For whatever this benchmark is worth, it's yet another metric showing Gemini 2.5 Pro is really one of the best all-around models (despite being a bit older now), and available without a subscription.
while_true_
On the MENSA IQ test GPT-Pro got 34 out 35 correct for an IQ of 148. Very good. Rumor has it the one question it missed had something to do with instances of "b" in "blueberry."
jonplackett
Really need to use a CDN before you get #1 on HN
charles_f
I'm on a shared hosting instance with relatively low resource allocation but reasonable bandwidth, and made #1 several times while never having issues loading. As long as your content is static and doesn't generate load on your server, you should be fine serving a lot of concurrent requests. Issues start when serving content relies on a database, or you serve large content
diggan
I mean not really, as always you just need to make sure you're not doing 10s of dynamic calls for each page load and if you do, add some minute-long cache at least. Most of the stuff that gets hugged to death really shouldn't, most of the times it's just static content that is trivial to host on even $10/month instances.
FranOntanaya
The amount of calls on some pages displaying the simplest stuff is mind-boggling. 160 requests for a page just displaying a HTML5 video and a title, 360 requests for a Reddit page, it's nuts. We don't need to be like this.
yetihehe
"We and our 350 partners care about your privacy".
stared
It was not my intention to bring the HN hug of death.
(For a reference, I shared a link, I am not the author.)
habibur
caching is the solution. don't serve dynamic content w/o html caching.
kator
LLM vibe coded site and architecture?
mirekrusin
How many microservices, sql joins, distributed kafka piplelines etc. we currently recommend for serving static, public article?
scotty79
Dumping things on Cloudflare is clever architecture now?
null
ekianjo
not if you have a static site
The way human IQ testing developed is that researchers noticed people who excel in one cognitive task tend to do well in others - the “positive manifold.”
They then hypothesized a general factor, “g,” to explain this pattern. Early tests (e.g., Binet–Simon; later Stanford–Binet and Wechsler) sampled a wide range of tasks, and researchers used correlations and factor analysis to extract the common component, then norm it around 100 with a SD of 15 and call it IQ.

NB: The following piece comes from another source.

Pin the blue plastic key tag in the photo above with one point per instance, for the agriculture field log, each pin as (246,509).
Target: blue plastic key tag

IQ tend to meaningfully predicts performance across some domains especially education and work, and shows high test–retest stability from late adolescence through adulthood. It is also tend to be consistent between high quality tests, despite a wide variety of testing methods.
It looks like this site just uses human rated public IQ tests. But it would have been more interesting if an IQ test was developed specifically for AI. I.e. a test that would aim to Factor out the strength of a model general cognitive ability across a wide variety of tasks. It is probably doable by doing principal component analysis on a large set of benchmarks available today.